The big question I tried to answer this week: Can raw audio samples compete with spectrograms as inputs to convolutional neural networks (CNN)?
Although I don’t yet have the conclusive data needed to pick a team, I have some bias for the raw audio, which trains faster by nature of its structure. I’m also grateful for the incremental design that this project has; I am able to shave off some computation time by saving the important structures (downsized depth maps, input spectrograms, split training and test sets, model parameters) as h5 files that I can load during the many times I train the NN. This way, I am able to rewrite any file and change any piece of my program without having to run through the entire data preprocessing stage every single time.
This week, I fully realized the expansive set of hyper-parameters that CNNs, and NNs in general, have. After tweaking the program so that spectrograms and audio samples can both be inserted as inputs, I stared at my code for a bit and drew out some sub-par decision trees that highlight the parameters I care about. These include the size of the convolutional kernels, the number of nodes in the dense layers, the loss function, the activation functions, and the number of epochs for the training process. Needless to say, the decision trees were not pleasant to look at.
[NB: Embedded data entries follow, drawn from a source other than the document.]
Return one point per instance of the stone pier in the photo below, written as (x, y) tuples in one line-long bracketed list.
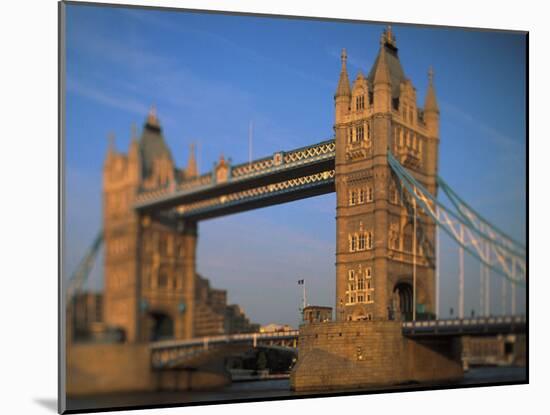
[(362, 354)]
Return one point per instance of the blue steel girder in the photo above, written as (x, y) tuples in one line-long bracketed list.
[(282, 167), (505, 259)]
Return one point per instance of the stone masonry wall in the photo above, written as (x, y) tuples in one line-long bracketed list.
[(357, 354)]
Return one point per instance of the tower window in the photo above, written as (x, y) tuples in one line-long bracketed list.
[(368, 130), (163, 280), (369, 240), (353, 243), (361, 242), (360, 102), (359, 134), (370, 195), (353, 198)]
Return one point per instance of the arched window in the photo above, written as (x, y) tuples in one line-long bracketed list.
[(407, 238), (359, 133), (352, 197), (361, 241), (361, 283), (163, 279), (353, 243), (369, 240), (370, 194)]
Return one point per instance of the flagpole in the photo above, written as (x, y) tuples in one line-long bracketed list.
[(305, 301)]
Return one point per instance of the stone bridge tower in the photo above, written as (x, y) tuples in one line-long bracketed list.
[(149, 267), (374, 247)]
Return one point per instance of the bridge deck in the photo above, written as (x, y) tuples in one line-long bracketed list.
[(470, 326), (286, 176)]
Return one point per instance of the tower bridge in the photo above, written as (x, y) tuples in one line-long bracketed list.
[(383, 166)]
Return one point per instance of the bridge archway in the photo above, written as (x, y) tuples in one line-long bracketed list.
[(161, 326), (403, 292)]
I focused mostly on getting the audio sample NN to make acceptable predictions this week. Here is an example of one test result:
It doesn’t look too bad, but don’t be too excited yet- the NN makes the same prediction for every test input. The NN also fares poorly when the training set is plugged in as the test set…the NN has already seen every training input and its respective “answer” so it should recognize this test set and make acceptable predictions. It seems that the predicted depth map has converged to the average depth map of all the training inputs. I hypothesized that the NN wasn’t given enough time to train, so I increased the number of epochs from 50 to 300. The mean squared error for the particular model still leveled off to 0.29.
To look forward to: lots of hyper-parameter tuning! I’ve been working with two convolutional layers followed by two dense layers, but I should start changing that aspect of the architecture. Tomorrow, I am going to start by examining the performance of various optimizers. I created a new downsized depth set; instead of 12×16, this set is 6×8. I’m hoping to see better predictions from the NN given these lesser quality goals.